Глава третья
Я приехал к своему дому. Все по-прежнему: голубая беседка под высокими тополями, цветочная клумба с пожаром цветов, чистые асфальтированные дорожки, светлые кирпичные дома. Все прежнее, но будто освещенное каким-то новым светом — сиреневым, что ли? А может, фиолетовым? Этот свет как бы уменьшал размеры домов, деревьев, двора. Будто бы я входил не в наш двор, а в какой-то другой, точно такой же, только значительно меньших размеров. Я давно замечал, что наш двор часто меняется: весной он коричневый, летом зеленый или вот как сейчас — сиреневый, осенью серый, влажный, зимой белый и пахнущий хлебом, когда возвращаешься из школы.
Хотелось домой, к отцу, в нашу квартиру. Забиться на кухне в угол между стенкой и столом и, если отец дома, все, все рассказать ему и попросить у него прощения и защиты. Это было бы лучше всего. И проще всего. Но что-то удерживало, что-то было сильнее меня, моего желания.
Я с трудом миновал свой дом и подошел к Степкиному. Взбежал по лестнице и позвонил. И увидел Степку. Он поднял к своему виску палец и покрутил туда-сюда — прекрасный, истинно Степкин жест!
— Ты где пропал? Отец каждый день по два раза прибегает, спрашивает. А что я могу ответить, ты подумал об этом? Друг называется.
— Ты один?
— Пока один. Скоро Нинка с Валечкой придет. То есть прилетит. Она теперь уже не ходит, а летает. И Князев с нею. Он со своего Севера прилетел и сделал ей предложение. Теперь вместе летают: ко-ко-ко, чив-чив-чив…
— Какое предложение?
— Ну какое? Женой стать!
— Поздравляю, — не то сказал, не то подумал я. — Князев хороший парень. И Нина хорошая. Я их уважаю.
— Ты ей об этом сам скажи, она любит такое. Есть хочешь?
— Спасибо, сыт, — сказал я и положил ему руку на плечо. — Как поживаешь, в пэтэу еще не рванул?

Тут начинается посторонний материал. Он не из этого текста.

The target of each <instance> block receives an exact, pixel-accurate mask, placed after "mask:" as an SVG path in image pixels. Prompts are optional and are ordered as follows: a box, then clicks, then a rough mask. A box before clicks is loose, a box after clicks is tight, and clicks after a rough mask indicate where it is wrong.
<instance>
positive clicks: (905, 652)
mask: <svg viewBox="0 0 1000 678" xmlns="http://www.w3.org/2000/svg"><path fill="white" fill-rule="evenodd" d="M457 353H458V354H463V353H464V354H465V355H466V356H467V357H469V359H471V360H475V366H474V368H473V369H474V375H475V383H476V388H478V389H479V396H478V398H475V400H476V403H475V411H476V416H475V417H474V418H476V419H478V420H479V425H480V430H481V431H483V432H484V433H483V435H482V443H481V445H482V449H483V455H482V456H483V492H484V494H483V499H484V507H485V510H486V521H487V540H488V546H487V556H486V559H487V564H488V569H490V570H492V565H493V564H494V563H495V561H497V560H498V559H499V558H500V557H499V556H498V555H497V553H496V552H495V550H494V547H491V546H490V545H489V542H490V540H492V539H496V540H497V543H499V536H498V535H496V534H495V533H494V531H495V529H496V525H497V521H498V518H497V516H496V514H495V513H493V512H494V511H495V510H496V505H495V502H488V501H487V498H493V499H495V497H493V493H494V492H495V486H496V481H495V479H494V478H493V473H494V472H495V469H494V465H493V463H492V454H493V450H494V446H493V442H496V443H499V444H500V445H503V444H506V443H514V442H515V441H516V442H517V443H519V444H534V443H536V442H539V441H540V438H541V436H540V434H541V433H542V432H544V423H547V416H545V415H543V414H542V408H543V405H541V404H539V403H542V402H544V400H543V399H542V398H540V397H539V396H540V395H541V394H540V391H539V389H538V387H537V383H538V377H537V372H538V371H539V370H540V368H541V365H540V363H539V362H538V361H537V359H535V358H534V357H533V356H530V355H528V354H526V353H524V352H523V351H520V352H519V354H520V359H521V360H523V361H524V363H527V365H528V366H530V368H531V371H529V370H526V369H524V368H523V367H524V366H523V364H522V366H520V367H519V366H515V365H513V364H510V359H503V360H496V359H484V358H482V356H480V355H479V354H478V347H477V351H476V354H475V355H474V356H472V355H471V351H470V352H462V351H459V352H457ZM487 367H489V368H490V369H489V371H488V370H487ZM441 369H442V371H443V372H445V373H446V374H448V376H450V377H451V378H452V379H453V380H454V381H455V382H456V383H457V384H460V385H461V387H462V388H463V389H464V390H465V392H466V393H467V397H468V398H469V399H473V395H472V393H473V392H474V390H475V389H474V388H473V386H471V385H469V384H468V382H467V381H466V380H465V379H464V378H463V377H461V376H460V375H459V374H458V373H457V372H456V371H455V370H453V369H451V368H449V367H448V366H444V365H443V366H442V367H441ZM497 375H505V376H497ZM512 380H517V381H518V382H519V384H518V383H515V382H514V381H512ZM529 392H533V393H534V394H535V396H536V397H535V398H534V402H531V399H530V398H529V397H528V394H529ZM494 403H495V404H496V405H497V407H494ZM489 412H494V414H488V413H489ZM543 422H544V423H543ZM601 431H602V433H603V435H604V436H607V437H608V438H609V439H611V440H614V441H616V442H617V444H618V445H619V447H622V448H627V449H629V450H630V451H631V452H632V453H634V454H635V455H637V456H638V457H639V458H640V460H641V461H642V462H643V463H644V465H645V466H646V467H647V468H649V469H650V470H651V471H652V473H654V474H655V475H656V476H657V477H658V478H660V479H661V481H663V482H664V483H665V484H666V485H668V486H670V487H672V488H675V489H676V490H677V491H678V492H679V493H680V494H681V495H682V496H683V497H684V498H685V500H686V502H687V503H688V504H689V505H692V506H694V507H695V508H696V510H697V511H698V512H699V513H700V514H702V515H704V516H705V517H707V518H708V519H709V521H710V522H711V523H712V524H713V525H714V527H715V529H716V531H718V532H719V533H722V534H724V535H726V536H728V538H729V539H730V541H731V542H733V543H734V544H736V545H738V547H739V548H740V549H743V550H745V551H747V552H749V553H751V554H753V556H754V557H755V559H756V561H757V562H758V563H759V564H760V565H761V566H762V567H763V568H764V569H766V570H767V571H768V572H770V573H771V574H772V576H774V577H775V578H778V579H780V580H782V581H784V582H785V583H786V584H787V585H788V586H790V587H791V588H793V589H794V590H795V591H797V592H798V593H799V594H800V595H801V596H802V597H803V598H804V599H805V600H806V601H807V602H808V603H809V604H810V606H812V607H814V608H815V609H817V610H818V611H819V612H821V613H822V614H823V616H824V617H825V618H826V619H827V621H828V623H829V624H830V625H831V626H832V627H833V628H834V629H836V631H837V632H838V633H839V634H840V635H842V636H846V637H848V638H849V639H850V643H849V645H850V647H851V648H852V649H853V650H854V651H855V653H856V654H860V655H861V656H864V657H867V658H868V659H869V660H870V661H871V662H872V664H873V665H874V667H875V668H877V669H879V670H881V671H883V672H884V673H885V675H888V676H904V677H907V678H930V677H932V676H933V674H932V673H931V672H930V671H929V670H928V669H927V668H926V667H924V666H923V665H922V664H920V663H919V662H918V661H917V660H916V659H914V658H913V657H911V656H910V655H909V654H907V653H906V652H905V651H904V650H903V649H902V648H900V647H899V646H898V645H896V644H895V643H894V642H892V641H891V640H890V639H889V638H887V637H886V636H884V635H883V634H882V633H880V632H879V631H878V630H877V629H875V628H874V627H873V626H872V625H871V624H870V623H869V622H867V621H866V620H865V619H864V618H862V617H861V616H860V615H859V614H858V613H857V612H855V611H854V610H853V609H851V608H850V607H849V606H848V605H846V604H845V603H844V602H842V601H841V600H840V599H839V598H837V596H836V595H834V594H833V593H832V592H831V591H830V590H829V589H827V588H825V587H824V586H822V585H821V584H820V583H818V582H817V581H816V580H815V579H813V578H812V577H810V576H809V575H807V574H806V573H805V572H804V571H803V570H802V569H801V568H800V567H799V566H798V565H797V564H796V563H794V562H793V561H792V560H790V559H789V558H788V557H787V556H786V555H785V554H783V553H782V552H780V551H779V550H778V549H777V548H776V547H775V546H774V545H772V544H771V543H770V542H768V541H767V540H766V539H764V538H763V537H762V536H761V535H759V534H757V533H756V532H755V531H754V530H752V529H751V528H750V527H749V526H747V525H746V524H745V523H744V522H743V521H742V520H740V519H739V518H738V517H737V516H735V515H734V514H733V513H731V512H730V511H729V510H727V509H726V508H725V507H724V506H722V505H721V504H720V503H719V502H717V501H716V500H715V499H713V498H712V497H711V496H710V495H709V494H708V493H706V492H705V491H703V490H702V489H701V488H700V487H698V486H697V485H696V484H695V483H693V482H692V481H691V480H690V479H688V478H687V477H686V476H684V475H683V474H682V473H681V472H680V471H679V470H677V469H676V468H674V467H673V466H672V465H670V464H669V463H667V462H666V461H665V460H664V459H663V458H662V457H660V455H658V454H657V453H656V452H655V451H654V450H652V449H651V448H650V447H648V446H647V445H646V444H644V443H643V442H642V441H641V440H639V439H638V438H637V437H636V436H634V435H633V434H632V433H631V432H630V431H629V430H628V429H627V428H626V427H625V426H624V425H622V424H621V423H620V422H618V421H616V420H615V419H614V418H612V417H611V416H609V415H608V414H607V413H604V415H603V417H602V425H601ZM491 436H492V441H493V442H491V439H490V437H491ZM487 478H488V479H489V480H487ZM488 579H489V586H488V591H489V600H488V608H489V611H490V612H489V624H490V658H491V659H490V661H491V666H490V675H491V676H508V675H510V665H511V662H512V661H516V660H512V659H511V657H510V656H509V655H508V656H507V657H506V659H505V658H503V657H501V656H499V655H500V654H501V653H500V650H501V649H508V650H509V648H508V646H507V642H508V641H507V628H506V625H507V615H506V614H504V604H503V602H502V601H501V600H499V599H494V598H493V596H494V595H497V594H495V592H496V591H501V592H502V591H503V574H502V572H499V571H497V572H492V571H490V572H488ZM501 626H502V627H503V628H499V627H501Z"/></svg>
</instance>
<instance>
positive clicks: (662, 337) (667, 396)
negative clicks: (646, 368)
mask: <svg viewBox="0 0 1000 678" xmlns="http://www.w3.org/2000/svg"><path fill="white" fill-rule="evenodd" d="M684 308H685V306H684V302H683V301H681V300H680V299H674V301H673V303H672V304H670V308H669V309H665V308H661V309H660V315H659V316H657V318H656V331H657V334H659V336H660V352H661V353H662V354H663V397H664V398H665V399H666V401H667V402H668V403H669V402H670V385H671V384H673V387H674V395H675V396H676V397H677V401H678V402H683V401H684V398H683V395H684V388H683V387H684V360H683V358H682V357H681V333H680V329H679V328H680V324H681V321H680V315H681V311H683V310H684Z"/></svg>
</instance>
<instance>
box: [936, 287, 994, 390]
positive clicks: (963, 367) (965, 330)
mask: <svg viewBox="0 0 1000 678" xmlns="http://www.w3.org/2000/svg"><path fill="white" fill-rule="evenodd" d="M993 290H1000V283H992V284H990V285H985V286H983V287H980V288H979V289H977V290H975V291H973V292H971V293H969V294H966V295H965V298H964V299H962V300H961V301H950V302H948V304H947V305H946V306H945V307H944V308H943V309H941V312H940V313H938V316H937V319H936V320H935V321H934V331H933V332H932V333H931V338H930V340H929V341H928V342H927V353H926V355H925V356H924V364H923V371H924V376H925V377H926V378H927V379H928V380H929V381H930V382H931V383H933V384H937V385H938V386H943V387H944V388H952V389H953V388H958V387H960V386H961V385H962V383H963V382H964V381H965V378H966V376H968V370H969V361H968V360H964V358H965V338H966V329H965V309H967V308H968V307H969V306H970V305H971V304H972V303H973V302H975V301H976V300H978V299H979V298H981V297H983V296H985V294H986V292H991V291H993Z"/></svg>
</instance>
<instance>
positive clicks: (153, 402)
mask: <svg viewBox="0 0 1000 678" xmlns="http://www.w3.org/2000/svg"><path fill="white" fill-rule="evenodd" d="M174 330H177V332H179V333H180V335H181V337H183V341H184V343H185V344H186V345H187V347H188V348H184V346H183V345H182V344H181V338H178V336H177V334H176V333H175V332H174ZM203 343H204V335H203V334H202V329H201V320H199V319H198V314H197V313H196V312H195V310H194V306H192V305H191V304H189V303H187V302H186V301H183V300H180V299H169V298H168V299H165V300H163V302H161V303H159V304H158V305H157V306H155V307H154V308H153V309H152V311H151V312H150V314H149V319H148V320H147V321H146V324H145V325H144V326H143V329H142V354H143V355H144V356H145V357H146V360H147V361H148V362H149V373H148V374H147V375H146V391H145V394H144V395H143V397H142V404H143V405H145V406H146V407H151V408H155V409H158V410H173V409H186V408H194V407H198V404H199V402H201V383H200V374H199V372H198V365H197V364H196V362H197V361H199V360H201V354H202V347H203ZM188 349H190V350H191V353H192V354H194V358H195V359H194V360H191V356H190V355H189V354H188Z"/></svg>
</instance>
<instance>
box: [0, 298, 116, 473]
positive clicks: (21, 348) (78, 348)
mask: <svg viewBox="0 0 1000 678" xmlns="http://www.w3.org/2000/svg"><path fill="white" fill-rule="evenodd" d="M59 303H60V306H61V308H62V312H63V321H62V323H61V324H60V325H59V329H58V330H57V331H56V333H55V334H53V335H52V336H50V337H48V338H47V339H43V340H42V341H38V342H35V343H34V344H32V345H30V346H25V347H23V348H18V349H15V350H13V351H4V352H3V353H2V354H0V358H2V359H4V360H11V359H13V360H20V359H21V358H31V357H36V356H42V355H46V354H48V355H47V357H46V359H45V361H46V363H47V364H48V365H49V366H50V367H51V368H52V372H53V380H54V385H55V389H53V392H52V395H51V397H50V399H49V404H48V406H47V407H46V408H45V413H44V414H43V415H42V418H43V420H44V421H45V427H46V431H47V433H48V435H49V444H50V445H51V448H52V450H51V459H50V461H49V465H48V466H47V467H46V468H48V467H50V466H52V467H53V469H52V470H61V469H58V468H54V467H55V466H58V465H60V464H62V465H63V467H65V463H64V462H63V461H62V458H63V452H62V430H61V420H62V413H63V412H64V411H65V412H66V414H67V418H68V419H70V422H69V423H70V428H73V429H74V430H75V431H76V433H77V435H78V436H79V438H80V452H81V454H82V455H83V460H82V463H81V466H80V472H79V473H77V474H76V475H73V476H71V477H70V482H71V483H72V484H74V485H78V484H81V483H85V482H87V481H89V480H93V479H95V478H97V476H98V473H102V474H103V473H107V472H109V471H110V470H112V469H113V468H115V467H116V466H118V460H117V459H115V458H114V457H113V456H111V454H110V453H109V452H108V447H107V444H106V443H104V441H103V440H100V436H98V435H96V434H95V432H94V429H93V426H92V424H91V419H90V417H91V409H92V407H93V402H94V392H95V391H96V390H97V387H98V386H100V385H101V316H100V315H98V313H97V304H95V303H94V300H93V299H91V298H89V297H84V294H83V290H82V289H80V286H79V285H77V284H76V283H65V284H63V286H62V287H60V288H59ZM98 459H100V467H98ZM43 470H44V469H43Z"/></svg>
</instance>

— Я о тебе думал. И куда пропал? Так друзья не поступают… Синяк был под глазом, кто тебя? И разговаривать стал не так. Чего ты ерничаешь?
Мы вошли в комнату. Он обнял меня за плечи, по-детски, радостно и глупо. Улыбается, глазам не верит, что меня увидел. Вот-вот заревет на всю квартиру, этот мой душевный, мой высокопорядочный Степан.
— Может, поешь чего-нибудь, а? У нас борщ и котлеты. А компоту — хоть ныряй в него!
Он говорил это взахлеб, мчался на кухню, приподнимал широченные крышки эмалированных кастрюль, совал туда палец, облизывал его, закрывал глаза и качал головой от удовольствия.
Не мог я рассказывать этому солнечному человеку о своих «радостях» — он не поверит. А если и поверит, то постарается убедить меня отказаться от новых друзей. И от всего другого. А я не мог. Я дал слово.
— Ладно, Степа, давай помолчим. Я рад, что увидел тебя. Давай помолчим. Как мужчины.
— Молодец, хорошо сказал! Как мужчины. Я еще такого никогда не говорил, стеснялся назвать себя мужчиной.
— Это придет. А теперь давай помолчим.
Несколько секунд мы молчали. Как дураки смотрели друг на друга и улыбались. До чего ж родной мне Степка. Такое милое знакомое лицо. И хотя я теперь ушел от него, я знал, что это временно, пока. А потом я вернусь. И у нас все будет по-старому…
— Да ну тебя, хватит молчания. Если мужчины так молчат, то это скучно. Я тебя столько не видел, а ты гробовую тишину устроил.